Can the derivative of Hurwitz Zeta function by the first argument be expressed in terms of Hurwitz Zeta and elementary fuctions?
There is a formula which expresses Hurwitz Zeta through its derivative:
$$\zeta '\left(z,\frac{q}{2}\right)-2^z \zeta '(z,q)+\zeta '\left(z,\frac{q+1}{2}\right)=\zeta(z,q)2^{z}\ln 2$$
So I wonder whether the opposite can be done?

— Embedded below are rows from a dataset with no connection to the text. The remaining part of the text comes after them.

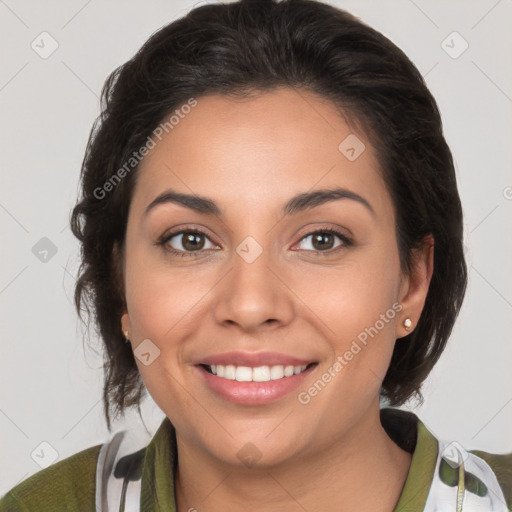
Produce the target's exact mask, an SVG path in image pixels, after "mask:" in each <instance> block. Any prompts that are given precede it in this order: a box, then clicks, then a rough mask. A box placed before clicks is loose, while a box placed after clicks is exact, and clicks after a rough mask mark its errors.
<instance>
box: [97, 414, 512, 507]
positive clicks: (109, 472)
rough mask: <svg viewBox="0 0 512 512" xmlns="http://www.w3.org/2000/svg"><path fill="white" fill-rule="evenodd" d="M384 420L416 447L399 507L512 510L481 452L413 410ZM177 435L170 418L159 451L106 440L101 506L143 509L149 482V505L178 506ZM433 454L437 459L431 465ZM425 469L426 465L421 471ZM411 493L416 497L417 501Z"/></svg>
mask: <svg viewBox="0 0 512 512" xmlns="http://www.w3.org/2000/svg"><path fill="white" fill-rule="evenodd" d="M381 421H382V424H383V426H384V428H385V429H386V431H387V433H388V434H389V435H390V437H391V438H392V439H393V440H394V441H395V442H397V444H399V445H400V446H401V448H403V449H404V450H406V451H409V452H411V453H414V457H413V462H412V464H411V469H410V471H409V475H408V478H407V481H406V485H405V486H404V491H403V493H402V496H401V497H400V500H399V502H398V504H397V507H396V508H395V511H394V512H401V511H408V512H409V511H410V512H413V511H414V512H421V511H422V510H423V511H424V512H508V510H509V509H508V508H507V505H506V501H505V497H504V495H503V491H502V489H501V487H500V485H499V483H498V480H497V478H496V475H495V473H494V472H493V470H492V469H491V467H490V466H489V465H488V464H487V463H486V462H485V461H484V460H483V459H482V458H481V457H478V456H477V455H475V454H473V453H470V452H467V451H466V450H465V449H464V448H463V447H462V446H461V445H460V444H458V443H457V442H451V443H447V442H443V441H437V440H435V438H434V437H433V436H432V435H431V434H430V432H428V431H427V430H426V428H425V427H424V425H423V424H422V423H421V422H420V421H419V420H418V419H417V417H416V416H415V415H414V414H412V413H409V412H406V411H402V410H399V409H392V408H385V409H382V410H381ZM175 435H176V433H175V431H174V428H173V427H172V425H171V423H170V421H169V420H168V418H166V419H165V420H164V421H163V423H162V425H161V426H160V429H159V431H158V432H157V434H155V437H154V438H153V441H152V442H151V444H150V448H154V447H156V448H158V447H159V448H160V449H159V450H158V457H155V456H154V454H153V453H152V452H150V453H148V454H146V453H145V448H141V449H139V450H134V446H133V440H130V438H129V433H128V432H120V433H118V434H116V435H115V436H114V437H113V438H112V439H111V441H110V442H108V443H105V444H104V445H103V446H102V448H101V451H100V456H99V458H98V465H97V480H96V507H97V509H98V510H101V511H102V512H117V511H120V512H139V511H140V510H141V506H140V503H141V492H142V487H143V486H144V487H145V489H146V499H145V500H144V499H143V500H142V501H143V502H146V505H145V506H148V503H149V502H148V501H147V500H150V501H151V503H152V504H151V510H162V511H163V510H165V511H169V512H173V511H175V503H174V492H173V491H174V489H173V481H174V469H171V468H172V467H174V468H175V466H174V465H173V464H166V467H165V469H164V470H162V469H161V467H160V466H161V464H163V462H164V461H163V460H162V456H163V457H164V458H165V457H167V458H169V455H171V458H172V459H173V460H174V463H175V462H176V459H177V452H176V445H175V441H176V437H175ZM169 441H171V443H169ZM159 443H160V444H162V443H163V446H158V445H159ZM166 454H167V455H166ZM428 455H430V456H431V460H432V462H433V461H435V464H430V466H429V464H428V462H427V461H428V460H429V459H428ZM432 455H434V456H433V457H432ZM145 456H146V462H144V459H145ZM149 461H150V463H148V462H149ZM143 465H146V466H147V467H150V466H151V467H153V468H154V473H153V478H155V479H156V483H157V485H155V489H154V490H152V491H151V495H149V490H148V488H147V486H146V485H145V482H143V480H144V478H143V477H142V471H143ZM422 469H426V471H423V473H420V471H421V470H422ZM419 476H421V478H422V479H423V480H425V479H426V481H430V482H431V484H430V487H429V489H428V495H427V496H426V498H425V497H422V496H421V493H419V492H418V488H420V489H421V486H422V484H423V483H422V482H421V480H420V479H419V478H418V477H419ZM171 482H172V483H171ZM409 495H412V496H413V497H414V501H413V500H411V499H410V498H409ZM148 496H149V497H148ZM159 496H165V497H166V499H167V500H169V499H170V500H171V502H168V503H167V504H166V505H165V507H164V506H160V505H162V504H161V503H159ZM418 497H419V500H418ZM418 501H419V502H418ZM153 507H154V508H153ZM157 507H158V508H157ZM170 507H172V508H170ZM415 507H419V508H415ZM142 510H146V509H144V508H142Z"/></svg>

Note that the derivative of the Hurwitz Zeta Function can be calculated as following (similiar to calculating the derivative of the Riemann Zeta):
\begin{align} \frac{d}{ds} \zeta(s,q) &= \frac{d}{ds} \sum_{n=0}^{\infty} (n+q)^{-s} \\ &= \sum_{n=0}^{\infty} \frac{d}{ds} (n+q)^{-s} \\ & = \sum_{n=0}^{\infty} - \ln(n+q) (n+q)^{-s} \\ &= -\sum_{n=0}^{\infty} \frac{\ln(n+q)}{(n+q)^s} \end{align}
Because $\ln(n+q)-\ln(n+q-1) = \ln\left(\frac{n+q}{n+q-1}\right)$, we actually have:
$$\zeta'(s,q) = - \ln(q) \zeta(s,q) + \sum_{n=1}^{\infty} \ln\left(\frac{n+q-1}{n+q}\right) \zeta(s, n+q)$$
I doubt a nicer relation exists.